Functionally conserved non-coding regulators of cardiomyocyte proliferation and regeneration in mouse and human

Coronary heart disease is amongst the commonest causes of death worldwide. Following myocardial infarction (MI), damaged myocardium in adult mammals is replaced by scar tissue triggering cardiac remodelling and dysfunction. Whilst teleost fish and some amphibians can, throughout their lifespan, regrow large portions of their limbs and internal organs following injury or excision, including the heart, mammals have limited regenerative ability. Neonatal mice can regenerate their hearts in the first days of their life, though not in later life, but the precise mechanisms are unclear.
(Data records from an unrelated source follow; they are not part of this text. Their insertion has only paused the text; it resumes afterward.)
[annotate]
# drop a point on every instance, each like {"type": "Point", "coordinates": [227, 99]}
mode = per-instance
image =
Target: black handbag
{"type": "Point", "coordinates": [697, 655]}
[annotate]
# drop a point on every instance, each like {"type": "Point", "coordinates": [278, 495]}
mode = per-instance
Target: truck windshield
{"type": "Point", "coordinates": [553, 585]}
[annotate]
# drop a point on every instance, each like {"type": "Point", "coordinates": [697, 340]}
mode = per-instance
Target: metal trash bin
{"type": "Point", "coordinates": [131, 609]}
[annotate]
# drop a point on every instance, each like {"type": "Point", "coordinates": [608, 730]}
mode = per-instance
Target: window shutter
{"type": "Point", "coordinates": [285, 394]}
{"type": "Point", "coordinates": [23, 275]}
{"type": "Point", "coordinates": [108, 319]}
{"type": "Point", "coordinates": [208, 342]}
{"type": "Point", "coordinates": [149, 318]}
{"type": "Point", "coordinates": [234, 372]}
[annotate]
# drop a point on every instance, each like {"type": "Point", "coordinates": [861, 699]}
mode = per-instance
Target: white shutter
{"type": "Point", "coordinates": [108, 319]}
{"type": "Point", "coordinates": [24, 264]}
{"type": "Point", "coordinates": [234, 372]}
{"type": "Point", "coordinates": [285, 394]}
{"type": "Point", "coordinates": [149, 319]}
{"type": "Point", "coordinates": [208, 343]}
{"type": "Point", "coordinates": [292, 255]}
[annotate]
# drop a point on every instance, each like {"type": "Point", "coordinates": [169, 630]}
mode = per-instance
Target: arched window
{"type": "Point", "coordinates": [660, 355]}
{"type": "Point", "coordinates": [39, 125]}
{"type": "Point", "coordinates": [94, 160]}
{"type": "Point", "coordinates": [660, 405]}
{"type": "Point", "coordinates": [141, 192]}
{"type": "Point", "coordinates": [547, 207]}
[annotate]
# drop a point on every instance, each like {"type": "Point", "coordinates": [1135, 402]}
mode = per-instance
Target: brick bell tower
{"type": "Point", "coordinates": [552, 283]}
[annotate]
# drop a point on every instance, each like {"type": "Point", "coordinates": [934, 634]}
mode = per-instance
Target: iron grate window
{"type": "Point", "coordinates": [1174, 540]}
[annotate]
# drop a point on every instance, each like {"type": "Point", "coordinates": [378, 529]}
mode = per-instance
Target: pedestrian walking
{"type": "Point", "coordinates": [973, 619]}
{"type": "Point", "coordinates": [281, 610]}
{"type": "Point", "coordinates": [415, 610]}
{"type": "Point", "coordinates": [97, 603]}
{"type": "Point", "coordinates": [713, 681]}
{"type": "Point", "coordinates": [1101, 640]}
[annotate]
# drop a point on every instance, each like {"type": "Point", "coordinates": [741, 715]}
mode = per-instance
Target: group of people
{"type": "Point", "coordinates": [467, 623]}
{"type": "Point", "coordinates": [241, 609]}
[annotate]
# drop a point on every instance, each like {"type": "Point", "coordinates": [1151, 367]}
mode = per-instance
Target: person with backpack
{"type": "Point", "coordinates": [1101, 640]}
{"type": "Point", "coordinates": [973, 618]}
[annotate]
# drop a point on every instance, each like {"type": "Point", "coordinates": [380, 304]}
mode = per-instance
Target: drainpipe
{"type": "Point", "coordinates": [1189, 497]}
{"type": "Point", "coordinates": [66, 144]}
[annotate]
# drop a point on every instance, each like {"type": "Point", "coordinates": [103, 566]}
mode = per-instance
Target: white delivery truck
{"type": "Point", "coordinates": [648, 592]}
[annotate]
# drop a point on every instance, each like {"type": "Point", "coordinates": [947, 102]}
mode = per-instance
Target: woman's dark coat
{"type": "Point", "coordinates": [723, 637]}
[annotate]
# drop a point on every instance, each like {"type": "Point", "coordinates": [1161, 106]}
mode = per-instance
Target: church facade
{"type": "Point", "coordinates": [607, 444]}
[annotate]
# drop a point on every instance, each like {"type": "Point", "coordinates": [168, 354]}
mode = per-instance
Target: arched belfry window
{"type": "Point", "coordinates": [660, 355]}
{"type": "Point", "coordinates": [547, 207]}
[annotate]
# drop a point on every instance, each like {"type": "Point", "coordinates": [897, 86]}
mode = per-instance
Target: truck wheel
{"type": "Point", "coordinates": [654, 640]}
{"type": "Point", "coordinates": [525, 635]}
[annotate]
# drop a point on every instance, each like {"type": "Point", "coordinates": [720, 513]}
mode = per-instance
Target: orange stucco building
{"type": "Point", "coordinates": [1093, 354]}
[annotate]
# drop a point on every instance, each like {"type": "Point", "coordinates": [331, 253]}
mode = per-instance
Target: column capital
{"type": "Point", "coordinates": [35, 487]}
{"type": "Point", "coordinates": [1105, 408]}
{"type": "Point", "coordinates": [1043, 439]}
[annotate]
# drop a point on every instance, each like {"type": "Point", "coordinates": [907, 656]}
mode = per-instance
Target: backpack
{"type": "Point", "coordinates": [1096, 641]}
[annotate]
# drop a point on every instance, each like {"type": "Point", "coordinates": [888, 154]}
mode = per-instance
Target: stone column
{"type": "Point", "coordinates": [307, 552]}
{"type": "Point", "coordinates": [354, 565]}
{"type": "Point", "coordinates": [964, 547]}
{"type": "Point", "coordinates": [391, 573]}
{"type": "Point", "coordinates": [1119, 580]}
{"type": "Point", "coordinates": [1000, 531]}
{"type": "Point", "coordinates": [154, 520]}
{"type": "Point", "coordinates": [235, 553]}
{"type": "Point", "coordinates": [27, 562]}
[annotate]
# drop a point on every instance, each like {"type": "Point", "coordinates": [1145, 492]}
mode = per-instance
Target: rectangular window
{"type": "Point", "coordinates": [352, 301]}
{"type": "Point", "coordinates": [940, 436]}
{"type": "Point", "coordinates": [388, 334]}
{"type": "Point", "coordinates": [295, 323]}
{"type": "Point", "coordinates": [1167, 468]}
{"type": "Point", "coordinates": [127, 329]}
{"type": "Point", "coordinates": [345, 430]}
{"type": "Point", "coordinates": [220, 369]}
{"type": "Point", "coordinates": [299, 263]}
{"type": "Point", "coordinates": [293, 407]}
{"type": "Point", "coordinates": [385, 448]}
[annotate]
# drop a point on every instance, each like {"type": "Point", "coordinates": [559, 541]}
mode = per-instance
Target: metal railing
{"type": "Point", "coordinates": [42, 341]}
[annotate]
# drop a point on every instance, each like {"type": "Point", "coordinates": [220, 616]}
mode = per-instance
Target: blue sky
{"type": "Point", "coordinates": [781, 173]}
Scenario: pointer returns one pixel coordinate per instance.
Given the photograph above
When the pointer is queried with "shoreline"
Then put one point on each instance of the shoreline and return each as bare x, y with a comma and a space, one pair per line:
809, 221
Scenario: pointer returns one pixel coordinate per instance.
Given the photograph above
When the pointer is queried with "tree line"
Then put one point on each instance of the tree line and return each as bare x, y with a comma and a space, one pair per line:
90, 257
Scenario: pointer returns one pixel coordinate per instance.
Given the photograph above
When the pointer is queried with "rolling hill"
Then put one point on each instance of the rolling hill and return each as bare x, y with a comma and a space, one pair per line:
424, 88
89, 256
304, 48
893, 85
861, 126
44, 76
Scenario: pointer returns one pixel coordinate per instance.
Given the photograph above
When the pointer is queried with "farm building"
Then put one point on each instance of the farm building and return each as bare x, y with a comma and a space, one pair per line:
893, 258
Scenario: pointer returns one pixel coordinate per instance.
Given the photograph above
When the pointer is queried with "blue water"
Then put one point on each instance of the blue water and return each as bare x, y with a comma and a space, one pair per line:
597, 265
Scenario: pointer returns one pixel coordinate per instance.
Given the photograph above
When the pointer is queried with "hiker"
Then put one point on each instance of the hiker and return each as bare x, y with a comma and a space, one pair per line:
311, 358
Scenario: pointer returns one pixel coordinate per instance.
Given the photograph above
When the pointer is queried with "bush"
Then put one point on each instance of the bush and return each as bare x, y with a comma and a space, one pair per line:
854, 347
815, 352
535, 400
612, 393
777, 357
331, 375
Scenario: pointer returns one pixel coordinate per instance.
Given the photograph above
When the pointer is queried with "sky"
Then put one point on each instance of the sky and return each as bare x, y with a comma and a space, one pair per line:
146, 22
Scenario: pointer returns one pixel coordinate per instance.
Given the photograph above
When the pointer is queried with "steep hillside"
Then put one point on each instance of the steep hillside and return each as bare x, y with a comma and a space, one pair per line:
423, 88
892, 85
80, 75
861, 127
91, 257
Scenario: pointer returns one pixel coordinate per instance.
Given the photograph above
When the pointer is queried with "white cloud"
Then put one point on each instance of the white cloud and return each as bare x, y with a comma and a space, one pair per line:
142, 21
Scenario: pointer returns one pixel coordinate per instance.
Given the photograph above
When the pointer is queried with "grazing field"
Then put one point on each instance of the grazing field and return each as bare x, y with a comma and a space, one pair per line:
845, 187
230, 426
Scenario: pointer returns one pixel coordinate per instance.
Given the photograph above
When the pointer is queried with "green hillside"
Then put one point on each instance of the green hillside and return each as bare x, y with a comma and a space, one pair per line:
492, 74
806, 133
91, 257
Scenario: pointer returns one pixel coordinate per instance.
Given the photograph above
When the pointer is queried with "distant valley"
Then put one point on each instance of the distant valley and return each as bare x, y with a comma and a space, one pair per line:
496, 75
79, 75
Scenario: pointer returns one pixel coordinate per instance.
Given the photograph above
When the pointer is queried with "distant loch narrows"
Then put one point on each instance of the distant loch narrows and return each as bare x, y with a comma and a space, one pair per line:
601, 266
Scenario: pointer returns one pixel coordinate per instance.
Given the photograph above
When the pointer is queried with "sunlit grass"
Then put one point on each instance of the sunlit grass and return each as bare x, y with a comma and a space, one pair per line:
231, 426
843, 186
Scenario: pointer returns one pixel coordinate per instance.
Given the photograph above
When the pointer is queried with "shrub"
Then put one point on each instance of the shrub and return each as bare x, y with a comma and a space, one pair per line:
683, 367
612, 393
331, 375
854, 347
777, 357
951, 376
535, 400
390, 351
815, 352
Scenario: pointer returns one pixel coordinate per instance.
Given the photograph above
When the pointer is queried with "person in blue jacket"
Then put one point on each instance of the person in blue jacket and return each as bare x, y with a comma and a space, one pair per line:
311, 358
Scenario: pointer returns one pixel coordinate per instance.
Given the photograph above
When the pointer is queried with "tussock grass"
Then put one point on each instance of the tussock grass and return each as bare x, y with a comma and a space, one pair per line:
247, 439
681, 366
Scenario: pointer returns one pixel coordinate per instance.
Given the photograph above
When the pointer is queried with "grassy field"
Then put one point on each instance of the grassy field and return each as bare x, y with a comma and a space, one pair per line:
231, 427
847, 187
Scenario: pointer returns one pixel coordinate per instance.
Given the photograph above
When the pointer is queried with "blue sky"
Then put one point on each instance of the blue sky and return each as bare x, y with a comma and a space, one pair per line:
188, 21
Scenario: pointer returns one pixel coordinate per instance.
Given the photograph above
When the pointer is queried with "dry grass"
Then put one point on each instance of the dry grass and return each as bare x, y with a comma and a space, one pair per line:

To investigate the regulators of mammalian heart regeneration we performed an in-depth analysis of the coding and non-coding mouse left ventricle transcriptome at key time points in early postnatal mouse heart development and during the period of regeneration following neonatal MI. These data defined the major sets of differentially expressed RNAs during normal postnatal cardiac development and following post-neonatal MI. We then demonstrated the regulatory role for key subsets of these miRNAs in cardiomyocyte proliferation and mitosis, both in mouse cardiomyocytes and in human induced pluripotent stem cell-derived cardiomyocytes. The sets of mRNAs, miRNAs and lncRNAs that we report merit further investigation as gatekeepers of cell division in the postnatal heart, providing new insights into the functions of non-coding RNAs and a valuable resource for further experimentation in regenerative medicine. The in vivo manipulation of these RNAs could potentially lead to extension of the period of mammalian cardiac regeneration beyond the neonatal period.